Partition the active subspace according to Li’s criterion.

Uses a criterion proposed by Bing Li that combines estimates of the subspace with estimates of the eigenvalues.

Parameters:

• e (ndarray) – m-by-1 vector of eigenvalues
• li_F (float) – measures error in the subspace

Returns:

• n (int) – dimension of active subspace
• G (ndarray) – metrics used to determine active subspace dimension

active_subspaces.subspaces.ols_subspace(X, f, weights)

Estimate one-dimensional subspace with global linear model.

Parameters:

• X (ndarray) – M-by-m matrix of input samples, oriented as rows
• f (ndarray) – M-by-1 vector of output samples corresponding to the rows of X
• weights (ndarray) – M-by-1 weight vector, corresponds to numerical quadrature rule used to estimate matrix whose eigenspaces define the active subspace

Returns:

• e (ndarray) – m-by-1 vector of eigenvalues
• W (ndarray) – m-by-m orthogonal matrix of eigenvectors

Notes

Although the method returns a full set of eigenpairs (to be consistent with the other subspace functions), only the first eigenvalue will be nonzero, and only the first eigenvector will have any relationship to the input parameters. The remaining m-1 eigenvectors are only orthogonal to the first.

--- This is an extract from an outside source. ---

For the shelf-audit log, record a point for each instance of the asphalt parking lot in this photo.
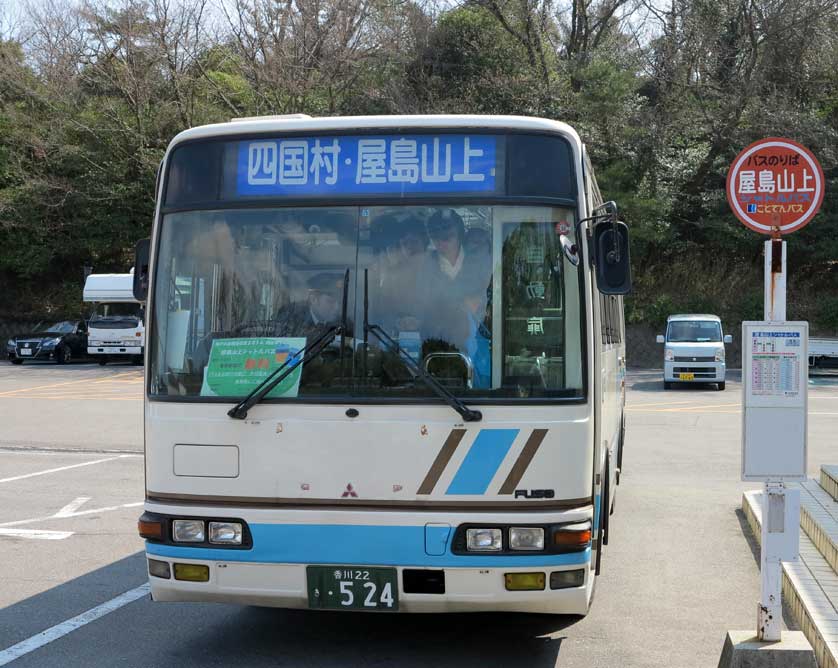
(678, 573)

active_subspaces.subspaces.opg_subspace(X, f, weights)

Estimate active subspace with local linear models.

This approach is related to the sufficient dimension reduction method known sometimes as the outer product of gradient method. See the 2001 paper ‘Structure adaptive approach for dimension reduction’ from Hristache, et al.

Parameters:

• X (ndarray) – M-by-m matrix of input samples, oriented as rows
• f (ndarray) – M-by-1 vector of output samples corresponding to the rows of X
• weights (ndarray) – M-by-1 weight vector, corresponds to numerical quadrature rule used to estimate matrix whose eigenspaces define the active subspace

Returns:

• e (ndarray) – m-by-1 vector of eigenvalues
• W (ndarray) – m-by-m orthogonal matrix of eigenvectors

active_subspaces.subspaces.qphd_subspace(X, f, weights)

Estimate active subspace with global quadratic model.

This approach is similar to Ker-Chau Li’s approach for principal Hessian directions based on a global quadratic model of the data. In contrast to Li’s approach, this method uses the average outer product of the gradient of the quadratic model, as opposed to just its Hessian.

Parameters:

• X (ndarray) – M-by-m matrix of input samples, oriented as rows
• f (ndarray) – M-by-1 vector of output samples corresponding to the rows of X
• weights (ndarray) – M-by-1 weight vector, corresponds to numerical quadrature rule used to estimate matrix whose eigenspaces define the active subspace

Returns:

• e (ndarray) – m-by-1 vector of eigenvalues
• W (ndarray) – m-by-m orthogonal matrix of eigenvectors

active_subspaces.subspaces.sorted_eigh(C)

Compute eigenpairs and sort.

Parameters:C (ndarray) – matrix whose eigenpairs you want Returns:

• e (ndarray) – vector of sorted eigenvalues
• W (ndarray) – orthogonal matrix of corresponding eigenvectors

Notes

Eigenvectors are unique up to a sign. We make the choice to normalize the eigenvectors so that the first component of each eigenvector is positive. This normalization is very helpful for the bootstrapping.